L’on notera que, malgré la finalisation immédiate des effets de la rupture (paiement de l’indemnité compensatoire, délivrance des documents sociaux, etc.), l’employeur a lui-même contesté la validité du licenciement, dès lors qu’il a été informé de la revendication de la travailleuse.

Ceci amène le débat sur l’articulation des dispositions légales, étant d’une part celles relatives au pouvoir statutaire des représentants d’une société commerciale et d’autre part celles concernant le mandat exprès ou tacite. Les deux situations doivent être mises en conformité avec les exigences des dispositions impératives relatives à la rupture prévues par la loi du 3 juillet 1978.

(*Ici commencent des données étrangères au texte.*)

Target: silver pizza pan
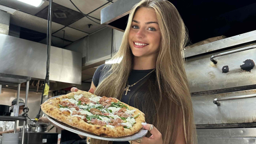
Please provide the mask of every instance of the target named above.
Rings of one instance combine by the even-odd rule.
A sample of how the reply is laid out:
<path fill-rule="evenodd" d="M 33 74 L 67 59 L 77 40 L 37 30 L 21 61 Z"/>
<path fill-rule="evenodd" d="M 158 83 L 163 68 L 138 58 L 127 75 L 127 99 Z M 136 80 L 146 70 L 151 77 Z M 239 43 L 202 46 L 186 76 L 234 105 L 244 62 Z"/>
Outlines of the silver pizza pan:
<path fill-rule="evenodd" d="M 54 98 L 55 97 L 59 97 L 61 95 L 59 96 L 56 96 L 53 97 L 52 98 L 50 98 L 46 101 L 50 99 L 51 98 Z M 101 139 L 101 140 L 109 140 L 109 141 L 130 141 L 130 140 L 135 140 L 139 138 L 140 138 L 141 137 L 143 137 L 145 136 L 147 133 L 148 133 L 148 130 L 145 130 L 143 129 L 141 129 L 139 132 L 136 132 L 136 133 L 129 135 L 129 136 L 123 136 L 123 137 L 103 137 L 103 136 L 100 136 L 94 134 L 92 133 L 90 133 L 85 131 L 83 131 L 82 130 L 80 130 L 79 129 L 74 128 L 72 126 L 70 126 L 67 124 L 64 124 L 63 122 L 62 122 L 60 121 L 58 121 L 56 120 L 55 119 L 48 116 L 47 115 L 46 113 L 45 113 L 44 112 L 43 112 L 45 116 L 47 117 L 49 120 L 54 124 L 54 125 L 65 129 L 66 130 L 68 130 L 69 131 L 70 131 L 71 132 L 73 132 L 74 133 L 85 136 L 86 137 L 89 137 L 91 138 L 95 138 L 95 139 Z"/>

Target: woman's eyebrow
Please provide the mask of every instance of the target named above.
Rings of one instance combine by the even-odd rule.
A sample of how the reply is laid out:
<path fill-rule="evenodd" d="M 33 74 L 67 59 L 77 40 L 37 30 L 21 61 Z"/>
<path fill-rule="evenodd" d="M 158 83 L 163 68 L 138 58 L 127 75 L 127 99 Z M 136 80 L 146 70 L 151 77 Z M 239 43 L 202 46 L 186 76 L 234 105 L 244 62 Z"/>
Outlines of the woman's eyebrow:
<path fill-rule="evenodd" d="M 140 24 L 140 22 L 138 22 L 137 20 L 132 20 L 132 22 L 135 22 L 137 24 Z M 158 23 L 156 22 L 147 22 L 147 23 L 145 23 L 146 25 L 148 25 L 148 24 L 156 24 L 158 25 Z"/>

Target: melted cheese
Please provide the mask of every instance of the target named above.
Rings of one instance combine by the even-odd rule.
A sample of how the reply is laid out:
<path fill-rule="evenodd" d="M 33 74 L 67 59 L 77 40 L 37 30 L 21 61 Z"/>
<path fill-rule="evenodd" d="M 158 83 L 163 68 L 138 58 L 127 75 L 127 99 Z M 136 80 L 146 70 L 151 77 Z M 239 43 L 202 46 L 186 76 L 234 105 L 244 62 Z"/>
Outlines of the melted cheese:
<path fill-rule="evenodd" d="M 136 120 L 135 120 L 135 119 L 134 119 L 133 117 L 128 117 L 126 119 L 126 121 L 127 122 L 121 123 L 121 124 L 130 128 L 132 127 L 132 125 L 136 122 Z"/>
<path fill-rule="evenodd" d="M 108 108 L 108 109 L 112 110 L 112 113 L 119 111 L 121 109 L 121 108 L 116 108 L 115 107 L 109 107 Z"/>
<path fill-rule="evenodd" d="M 136 110 L 126 110 L 125 113 L 129 114 L 133 114 L 135 111 L 136 111 Z"/>
<path fill-rule="evenodd" d="M 73 104 L 75 104 L 75 105 L 77 105 L 77 104 L 78 104 L 78 102 L 76 101 L 76 100 L 75 100 L 72 98 L 70 98 L 70 99 L 63 98 L 63 99 L 62 99 L 62 101 L 64 101 L 64 100 L 68 100 L 69 102 L 73 103 Z"/>
<path fill-rule="evenodd" d="M 88 107 L 88 106 L 83 106 L 83 105 L 78 106 L 78 107 L 80 109 L 87 109 Z"/>
<path fill-rule="evenodd" d="M 114 119 L 116 119 L 117 118 L 120 118 L 119 117 L 119 116 L 116 115 L 114 115 L 114 114 L 113 114 L 112 113 L 110 113 L 109 116 L 113 117 L 114 118 Z"/>
<path fill-rule="evenodd" d="M 102 119 L 102 120 L 104 121 L 105 122 L 108 123 L 108 122 L 110 122 L 110 119 L 106 117 L 104 117 L 104 116 L 99 116 L 100 118 Z"/>
<path fill-rule="evenodd" d="M 89 98 L 89 99 L 91 100 L 91 101 L 94 101 L 94 102 L 97 102 L 100 101 L 102 97 L 100 96 L 96 96 L 96 97 L 92 97 Z"/>
<path fill-rule="evenodd" d="M 93 114 L 88 112 L 88 111 L 81 111 L 80 112 L 82 113 L 82 114 L 86 114 L 86 115 L 88 115 L 89 116 L 91 116 L 91 115 L 93 115 Z"/>
<path fill-rule="evenodd" d="M 84 119 L 85 118 L 85 116 L 84 116 L 83 115 L 77 115 L 77 114 L 74 114 L 74 115 L 71 115 L 71 116 L 78 116 L 78 117 L 80 117 L 81 118 L 82 118 L 82 119 Z"/>
<path fill-rule="evenodd" d="M 90 104 L 89 104 L 88 105 L 89 107 L 91 107 L 91 106 L 102 106 L 102 105 L 101 104 L 93 104 L 93 103 L 92 103 L 92 102 L 90 102 Z"/>
<path fill-rule="evenodd" d="M 113 128 L 115 128 L 115 127 L 114 127 L 114 126 L 111 126 L 111 125 L 107 125 L 107 126 L 106 126 L 106 127 L 107 128 L 111 128 L 111 129 L 113 129 Z"/>
<path fill-rule="evenodd" d="M 74 96 L 74 98 L 75 98 L 75 99 L 76 101 L 78 101 L 78 99 L 81 98 L 83 96 L 83 95 L 82 94 L 80 94 L 80 95 L 75 94 L 75 95 Z"/>
<path fill-rule="evenodd" d="M 75 108 L 70 108 L 70 110 L 72 110 L 72 111 L 77 111 L 75 110 Z"/>
<path fill-rule="evenodd" d="M 72 115 L 72 113 L 73 113 L 73 111 L 69 109 L 68 109 L 68 108 L 60 108 L 60 110 L 61 111 L 65 111 L 65 110 L 68 110 L 69 111 L 69 112 L 70 112 L 70 115 Z"/>

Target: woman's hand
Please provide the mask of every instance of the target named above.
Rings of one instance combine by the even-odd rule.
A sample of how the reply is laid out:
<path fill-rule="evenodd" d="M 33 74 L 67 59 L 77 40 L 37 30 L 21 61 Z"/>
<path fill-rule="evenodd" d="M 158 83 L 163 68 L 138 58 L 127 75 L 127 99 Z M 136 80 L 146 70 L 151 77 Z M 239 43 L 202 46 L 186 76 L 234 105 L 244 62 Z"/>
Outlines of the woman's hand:
<path fill-rule="evenodd" d="M 78 91 L 80 91 L 80 90 L 78 90 L 77 88 L 76 88 L 76 87 L 73 87 L 71 88 L 71 89 L 70 90 L 70 91 L 71 91 L 71 92 L 76 92 Z M 94 93 L 94 90 L 93 90 L 93 88 L 91 88 L 88 92 L 90 92 L 92 94 Z"/>
<path fill-rule="evenodd" d="M 70 90 L 70 91 L 71 91 L 71 92 L 75 92 L 78 91 L 78 90 L 78 90 L 77 88 L 75 88 L 75 87 L 73 87 L 73 88 L 71 88 L 71 90 Z M 91 93 L 93 94 L 93 93 L 94 93 L 94 91 L 93 90 L 93 88 L 91 88 L 91 89 L 89 90 L 88 92 L 90 92 L 90 93 Z M 84 136 L 81 135 L 79 135 L 79 134 L 78 134 L 78 136 L 80 136 L 81 138 L 85 138 L 86 137 L 85 137 L 85 136 Z"/>
<path fill-rule="evenodd" d="M 149 137 L 146 136 L 143 137 L 142 138 L 138 139 L 132 141 L 130 143 L 141 143 L 141 144 L 162 144 L 163 138 L 162 137 L 162 134 L 158 131 L 158 130 L 154 127 L 152 125 L 147 124 L 146 123 L 142 122 L 142 126 L 143 128 L 148 130 L 152 134 Z M 150 131 L 150 127 L 152 127 L 153 129 Z"/>
<path fill-rule="evenodd" d="M 40 118 L 39 118 L 38 121 L 39 122 L 45 122 L 45 123 L 50 122 L 50 120 L 49 120 L 49 119 L 48 119 L 45 116 L 43 116 L 43 117 L 41 117 Z"/>

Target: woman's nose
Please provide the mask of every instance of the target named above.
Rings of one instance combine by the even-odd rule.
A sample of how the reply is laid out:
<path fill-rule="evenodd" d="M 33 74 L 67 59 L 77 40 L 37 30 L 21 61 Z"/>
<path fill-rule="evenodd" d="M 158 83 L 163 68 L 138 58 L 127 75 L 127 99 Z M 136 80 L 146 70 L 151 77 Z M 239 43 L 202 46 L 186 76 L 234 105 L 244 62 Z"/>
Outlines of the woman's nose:
<path fill-rule="evenodd" d="M 137 31 L 137 33 L 136 33 L 136 36 L 138 38 L 144 38 L 145 37 L 145 31 L 142 29 L 139 29 L 139 31 Z"/>

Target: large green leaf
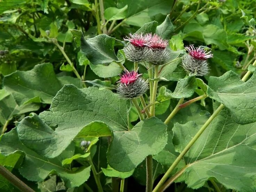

Le tribunal a fait, dans son jugement, un très long détour par les règles du mandat en matière de licenciement pour motif grave. La question y est particulièrement importante eu égard au délai de trois jours, puisque, comme l’a rappelé la Cour de cassation dans divers arrêts, si la ratification d’un mandat peut intervenir de manière rétroactive, elle ne peut avoir pour effet de préjudicier les droits des tiers. Or, si, dans les trois jours ouvrables, le mandat n’est pas ratifié – mais qu’il l’est ultérieurement –, se pose la question de savoir si le motif grave ainsi notifié est régulier ou non.

La controverse nourrie concernant les hypothèses de ratification en cas de motif grave est utile en ce qu’elle déborde sur les effets généraux de la ratification d’un mandat avec effet rétroactif, puisque, dans son arrêt du 6 février 2006, la Cour de cassation a précisé que la contestation de la validité du mandat doit être soulevée par le travailleur non pas « immédiatement » ou « à bref délai », mais « dans un délai raisonnable ». Elle a précisé que tout travailleur licencié par écrit par le mandataire de l’employeur, au nom et pour le compte de celui-ci, a le droit de demander la production de la procuration pour se convaincre de l’existence du mandat, mais qu’il n’est toutefois pas obligé de le faire. S’il s’en abstient et ne se présente plus au travail, comme le ferait toute personne réellement licenciée, il ne peut plus nier ultérieurement l’existence du mandat, sauf dans un délai raisonnable, lorsque ni le mandant ni le mandataire ne contestent celui-ci.